The entire Rust In Peace album is actually an hour-long Wilhelm scream played backwards.
Dave Mustaine is planning to steal Metallica's tour bus from the Smithsonian.
Dave Mustaine is actually a materialized shitpost algorithm.
Does Dave Djent?
The reason Dave Mustaine is so ginger is because his mother drank mustard daily and she craved cheddar cheese during her pregnancy.
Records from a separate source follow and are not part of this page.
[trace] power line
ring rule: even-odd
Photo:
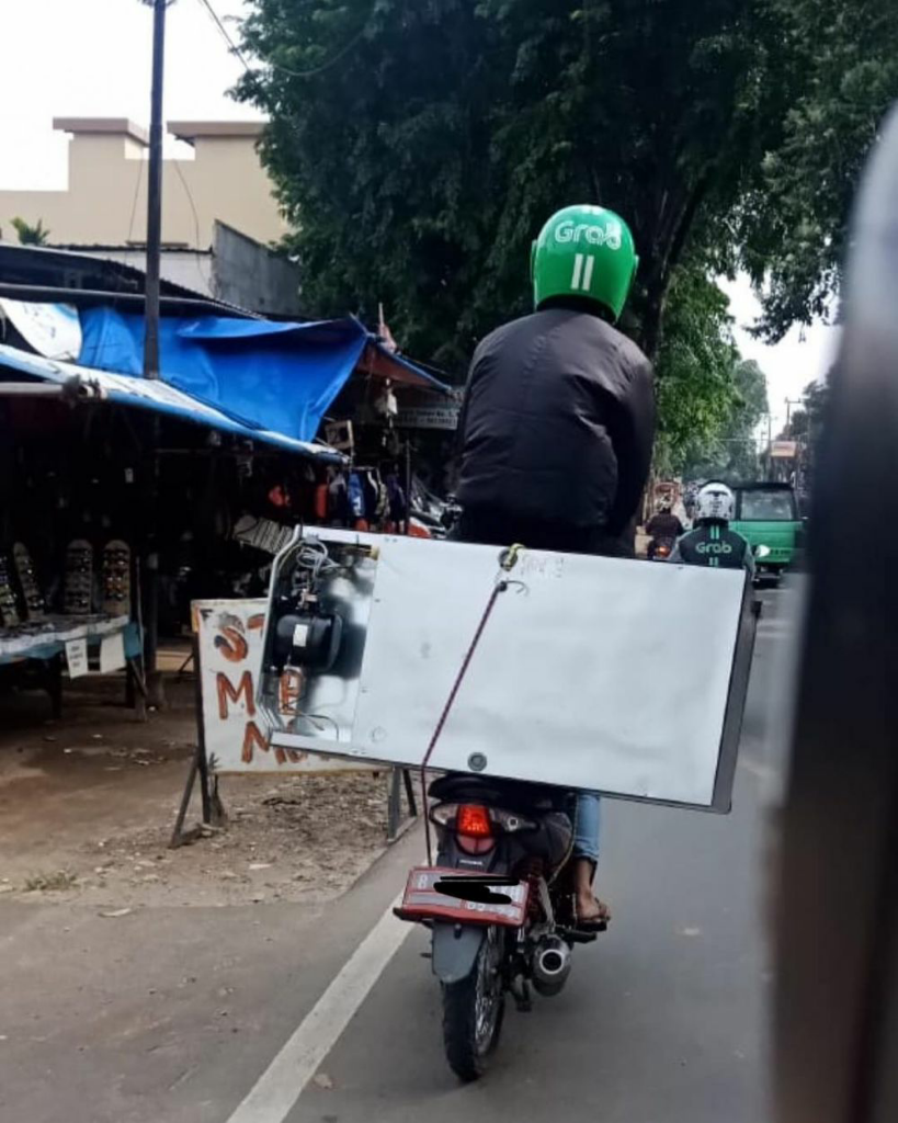
[[[200,3],[209,12],[209,16],[210,16],[212,22],[216,25],[216,27],[221,33],[221,36],[224,39],[224,42],[228,44],[228,47],[233,52],[233,54],[237,56],[237,58],[242,64],[244,70],[247,71],[247,73],[248,73],[249,72],[249,63],[246,61],[246,58],[244,58],[244,55],[240,52],[240,48],[237,46],[237,44],[231,38],[230,33],[228,31],[228,28],[224,27],[224,25],[221,21],[221,19],[219,19],[219,15],[216,11],[216,9],[212,7],[212,4],[209,2],[209,0],[200,0]]]
[[[223,36],[224,42],[228,44],[230,51],[237,56],[237,58],[242,64],[244,70],[247,72],[247,74],[251,73],[249,63],[247,63],[245,56],[240,52],[240,48],[231,38],[230,33],[219,18],[210,0],[200,0],[200,3],[209,12],[210,18],[214,21],[216,27]],[[365,33],[368,30],[368,24],[372,20],[372,16],[374,15],[376,7],[377,7],[377,0],[374,0],[374,3],[370,7],[370,11],[365,17],[365,22],[361,25],[358,31],[356,31],[356,34],[349,39],[348,43],[346,43],[342,47],[340,47],[340,49],[337,52],[336,55],[333,55],[331,58],[328,58],[327,62],[321,63],[320,66],[312,66],[310,70],[297,71],[297,70],[292,70],[290,66],[282,66],[281,63],[276,63],[272,58],[266,58],[264,55],[259,56],[259,61],[264,63],[264,65],[271,66],[272,70],[280,71],[282,74],[287,74],[290,77],[314,77],[317,74],[323,74],[324,71],[330,70],[331,66],[336,66],[337,63],[340,62],[340,60],[346,57],[346,55],[348,55],[349,52],[352,49],[352,47],[356,46],[356,44],[359,42],[363,35],[365,35]]]

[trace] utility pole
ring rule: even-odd
[[[162,101],[165,76],[165,9],[173,0],[143,0],[153,7],[153,79],[149,94],[149,175],[147,177],[147,270],[144,289],[144,377],[159,377],[159,255],[162,252]],[[156,669],[159,634],[159,419],[149,428],[147,519],[144,544],[144,675],[147,701],[162,706],[162,676]]]
[[[767,478],[773,478],[773,414],[767,414]]]
[[[147,275],[144,377],[159,377],[159,253],[162,247],[162,92],[165,72],[165,9],[153,4],[153,85],[149,95],[149,176],[147,181]]]
[[[792,417],[792,405],[804,405],[804,402],[800,398],[786,399],[786,436],[790,436],[789,424]]]

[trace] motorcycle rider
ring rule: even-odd
[[[648,549],[649,560],[651,562],[654,558],[654,551],[659,542],[665,541],[665,539],[674,542],[685,532],[686,528],[677,515],[674,514],[670,500],[663,497],[658,504],[658,510],[645,523],[645,533],[651,537]]]
[[[722,483],[707,483],[695,502],[695,529],[677,541],[668,562],[704,565],[712,569],[745,568],[754,573],[751,546],[730,529],[735,496]]]
[[[460,541],[633,557],[654,438],[652,369],[613,325],[639,258],[620,216],[557,211],[533,243],[534,311],[475,350],[459,419]],[[593,893],[599,800],[578,792],[577,923],[601,928]]]

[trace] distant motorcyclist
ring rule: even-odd
[[[681,535],[686,533],[686,528],[677,515],[674,514],[672,504],[669,499],[662,499],[659,502],[658,510],[645,523],[645,533],[651,538],[647,551],[650,562],[654,560],[658,547],[661,544],[667,542],[672,548],[674,542]]]
[[[735,497],[726,484],[705,484],[696,496],[695,529],[677,541],[668,562],[754,574],[751,546],[730,529],[734,511]]]
[[[566,207],[533,243],[535,311],[477,347],[459,419],[461,541],[633,556],[654,438],[649,360],[612,327],[639,258],[602,207]],[[598,796],[580,792],[575,891],[581,926],[608,910],[593,895]]]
He was also baptized in Cheese Whiz.
Well the mustard explains his hair and the Cheese Whiz explains his lyrical content.
NERF THIS!
Dave Mustaine (while blowing up a mech suit)
Dave Mustaine is the voice of Gordon Freeman
He's been sitting in the Valve studio for 10 years, waiting to reprise his role.
Dave Mustaine's most prized possession is a friendship necklace given to him by Lars Ulrich in 1980.
After failing the Davepocalypse for the third time, Dave Mustaine has begun using his Clones as an alternative energy source.
Dave Mustaine originally considered a career as a full-time sorceress.
Dave Mustaine is actually part of the Misfits reunion, he's the one who broke up the line up after all
At this point he's become their official hype man.
Dave Mustaine single handedly dug America out of the Great Meme Shortage of 1985.
Interestingly enough Dave Mustaine had a cigar brand in the works called "Smoking Bullets" but it was cancelled after product testing after several people died do to the sawdust and gunpowder in place instead of any real tobacco.
Well they were made with real bullets. He should have seen it coming.
Vape for me daddy.
Dave Mustaine
Dave's diet consists of mostly raw whole onions and the blood of heroes.
He marinates the onions in the blood.
Dave Mustaine has a hollow leg stuffed with M&M's.